No ano de 1985, Lya Luft e Hélio Pellegrino se encontraram num congresso de escritores em São Paulo. Conheciam-se apenas de nome; depois, por cartas. Nove meses mais tarde, iniciava-se o casamento entre os dois mitos. Uma mulher disposta a começar tudo de novo. Um homem "em sua melhor fase; fascinado pelo mistério: de Deus, da vida, das pessoas, da natureza". O casamento acontece em 1986. Dois anos mais tarde, o escritor morre.

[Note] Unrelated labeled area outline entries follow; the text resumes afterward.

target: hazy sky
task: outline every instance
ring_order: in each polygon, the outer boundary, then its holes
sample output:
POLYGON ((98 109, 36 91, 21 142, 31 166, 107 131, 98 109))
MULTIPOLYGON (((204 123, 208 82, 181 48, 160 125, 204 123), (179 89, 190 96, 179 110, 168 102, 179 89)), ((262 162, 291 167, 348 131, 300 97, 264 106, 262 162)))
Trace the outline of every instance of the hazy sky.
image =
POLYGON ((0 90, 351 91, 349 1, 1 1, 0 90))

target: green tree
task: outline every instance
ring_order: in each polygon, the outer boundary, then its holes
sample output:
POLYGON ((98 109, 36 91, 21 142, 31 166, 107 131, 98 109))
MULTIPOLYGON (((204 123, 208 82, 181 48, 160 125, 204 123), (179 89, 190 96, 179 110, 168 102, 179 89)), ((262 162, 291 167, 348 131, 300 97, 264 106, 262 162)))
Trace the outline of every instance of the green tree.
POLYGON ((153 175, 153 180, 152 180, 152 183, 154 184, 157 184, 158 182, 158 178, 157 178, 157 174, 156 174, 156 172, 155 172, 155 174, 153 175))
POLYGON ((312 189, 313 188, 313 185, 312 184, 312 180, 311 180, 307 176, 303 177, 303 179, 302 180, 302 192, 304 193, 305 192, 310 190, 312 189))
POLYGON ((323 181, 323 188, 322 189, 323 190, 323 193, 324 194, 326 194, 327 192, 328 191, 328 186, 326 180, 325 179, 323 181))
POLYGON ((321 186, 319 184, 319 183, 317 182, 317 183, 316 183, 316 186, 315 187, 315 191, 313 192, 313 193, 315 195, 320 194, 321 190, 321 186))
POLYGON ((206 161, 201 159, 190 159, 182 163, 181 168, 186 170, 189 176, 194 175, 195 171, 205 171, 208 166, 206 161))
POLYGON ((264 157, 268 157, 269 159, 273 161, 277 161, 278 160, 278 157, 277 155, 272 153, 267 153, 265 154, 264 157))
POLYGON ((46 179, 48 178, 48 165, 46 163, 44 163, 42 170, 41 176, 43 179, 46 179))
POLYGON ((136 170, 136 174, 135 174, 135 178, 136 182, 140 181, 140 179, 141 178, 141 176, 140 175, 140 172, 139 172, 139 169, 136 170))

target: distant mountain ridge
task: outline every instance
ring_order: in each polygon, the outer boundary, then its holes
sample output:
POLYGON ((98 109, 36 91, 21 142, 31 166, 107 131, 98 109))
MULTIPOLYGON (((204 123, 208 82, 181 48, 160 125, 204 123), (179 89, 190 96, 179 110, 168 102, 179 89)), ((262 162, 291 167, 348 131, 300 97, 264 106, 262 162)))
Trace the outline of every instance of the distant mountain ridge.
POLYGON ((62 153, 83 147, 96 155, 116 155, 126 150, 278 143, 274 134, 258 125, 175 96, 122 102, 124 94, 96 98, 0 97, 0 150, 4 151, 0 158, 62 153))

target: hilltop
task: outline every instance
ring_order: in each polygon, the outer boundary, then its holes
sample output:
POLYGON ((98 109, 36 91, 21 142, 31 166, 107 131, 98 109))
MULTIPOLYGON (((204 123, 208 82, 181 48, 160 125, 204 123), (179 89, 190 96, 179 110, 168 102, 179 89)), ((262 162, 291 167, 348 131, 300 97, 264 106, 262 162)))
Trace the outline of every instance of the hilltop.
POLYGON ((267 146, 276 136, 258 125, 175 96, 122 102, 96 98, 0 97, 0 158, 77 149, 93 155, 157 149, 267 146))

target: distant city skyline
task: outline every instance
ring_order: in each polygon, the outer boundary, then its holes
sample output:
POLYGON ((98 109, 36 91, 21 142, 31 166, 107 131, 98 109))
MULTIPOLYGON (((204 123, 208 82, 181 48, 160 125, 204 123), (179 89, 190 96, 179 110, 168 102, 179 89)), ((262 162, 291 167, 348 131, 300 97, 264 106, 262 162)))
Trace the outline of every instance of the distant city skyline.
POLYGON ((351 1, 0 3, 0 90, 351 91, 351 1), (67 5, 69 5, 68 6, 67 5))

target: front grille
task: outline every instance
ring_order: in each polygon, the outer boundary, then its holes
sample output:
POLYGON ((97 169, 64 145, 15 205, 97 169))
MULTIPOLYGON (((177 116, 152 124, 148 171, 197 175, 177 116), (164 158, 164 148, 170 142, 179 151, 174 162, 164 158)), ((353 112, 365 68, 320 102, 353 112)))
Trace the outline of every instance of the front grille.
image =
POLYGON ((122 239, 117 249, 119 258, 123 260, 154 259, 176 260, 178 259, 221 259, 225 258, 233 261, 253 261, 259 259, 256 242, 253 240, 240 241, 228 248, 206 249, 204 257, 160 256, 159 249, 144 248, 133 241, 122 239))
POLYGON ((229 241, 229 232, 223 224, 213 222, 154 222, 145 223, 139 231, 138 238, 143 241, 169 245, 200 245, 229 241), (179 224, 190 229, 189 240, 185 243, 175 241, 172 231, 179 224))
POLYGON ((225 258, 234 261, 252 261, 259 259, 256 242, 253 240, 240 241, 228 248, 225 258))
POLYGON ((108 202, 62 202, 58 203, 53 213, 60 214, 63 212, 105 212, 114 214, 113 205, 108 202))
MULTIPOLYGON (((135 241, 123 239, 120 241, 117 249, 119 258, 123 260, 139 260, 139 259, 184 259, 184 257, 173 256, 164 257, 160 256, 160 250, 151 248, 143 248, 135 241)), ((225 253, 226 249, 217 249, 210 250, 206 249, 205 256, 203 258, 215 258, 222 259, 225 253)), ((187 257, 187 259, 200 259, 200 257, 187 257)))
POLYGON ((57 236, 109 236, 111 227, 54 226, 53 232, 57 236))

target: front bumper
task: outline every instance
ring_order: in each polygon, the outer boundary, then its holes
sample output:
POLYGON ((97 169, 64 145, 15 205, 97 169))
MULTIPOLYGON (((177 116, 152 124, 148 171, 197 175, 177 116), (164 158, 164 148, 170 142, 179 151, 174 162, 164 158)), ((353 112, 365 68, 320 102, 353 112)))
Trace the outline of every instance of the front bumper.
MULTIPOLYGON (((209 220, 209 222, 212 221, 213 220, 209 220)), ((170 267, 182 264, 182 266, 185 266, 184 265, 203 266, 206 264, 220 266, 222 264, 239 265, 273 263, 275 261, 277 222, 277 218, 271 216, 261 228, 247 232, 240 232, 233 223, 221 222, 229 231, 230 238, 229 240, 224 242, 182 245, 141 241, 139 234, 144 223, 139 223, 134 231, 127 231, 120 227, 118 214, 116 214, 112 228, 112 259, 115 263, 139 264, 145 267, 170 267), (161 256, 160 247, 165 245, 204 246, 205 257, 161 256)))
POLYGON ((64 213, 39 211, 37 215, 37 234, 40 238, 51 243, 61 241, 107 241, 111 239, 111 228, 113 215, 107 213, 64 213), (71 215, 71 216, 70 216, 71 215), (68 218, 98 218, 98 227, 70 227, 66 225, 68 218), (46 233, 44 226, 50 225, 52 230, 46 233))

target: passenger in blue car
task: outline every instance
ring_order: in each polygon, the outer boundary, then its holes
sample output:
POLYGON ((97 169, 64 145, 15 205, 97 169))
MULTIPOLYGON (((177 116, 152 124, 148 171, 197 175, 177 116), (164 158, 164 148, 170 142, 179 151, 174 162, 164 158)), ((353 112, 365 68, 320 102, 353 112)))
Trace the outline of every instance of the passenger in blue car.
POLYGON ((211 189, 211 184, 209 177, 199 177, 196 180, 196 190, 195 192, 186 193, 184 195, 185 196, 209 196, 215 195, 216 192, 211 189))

Depois de doados seus manuscritos, em 1993, e organizados por Humberto Wernek, é publicada uma seleção de poemas pela Editora Rocco Minérios domados (amostra abaixo). Cinco anos mais tarde a coleção Perfis do Rio, da Editora Relume Dumará, lança Helio Pellegrino, a paixão indignada, de Paulo Roberto Pires. Em 2003, a Editora Planeta publica o livro Meditação de Natal. Noutro ano, a Editora Bem-Te-Vi publica Arquivinho de Helio Pellegrino. Sai, também, pela editora Planeta Lucidez Embriagada, organização de Antônia Pellegrino, neta do autor.

Três poemas de Helio

ALGUMA COISA

Para Guilhermino César

Alguma coisa resta: um gesto
nos tendões da mão engelhada.
Uma efusão inacabada
na ferrugem da pele-resto.

Alguma coisa que é da raça
dos minerais, insubornável,
além do amargo e do caroável,
do que perdura — e do que passa.

Alguma coisa inscrita: um grito
no fulgor do dedo anular.
Um puro incêndio sem queimar
— como um segredo afinal dito.

Porto Alegre, 8/11/86 


MAR ALTO

Esta água é todas as águas,
sem porto, nome ou naufrágio.
Rendada de espuma ao vento,
sem dor nem contentamento.

Esta água — lugar nenhum —
é perdição sem loucura.
Nela se dissolvem mágoa,
memória, tempo, aventura.

Sem lei nem rei, sem fronteiras,
além de verbo e silêncio,
esta é a pátria procurada:
incêndio de tudo  — nada.


A CEGUEIRA DE ÉDIPO

Caminha errante o velho rei da terra,
sangrando a cada passo o seu desterro.
Pesa-lhe luz demais, ausência de erro
e de noite — montanha que o soterra.

Cego de sua verdade, desenterra
do peito transfixado não o ferro
que o punge por inteiro, nem o berro
que lhe sobe das entranhas, enquanto erra.

Com sua garra terrosa de mendigo,
busca arrancar da carne não a morte
que o rodeia na treva, vinho forte

desde sempre provado. O desabrigo
que o atormenta é outro: sol candente
que vara a sua cegueira — e o faz vidente.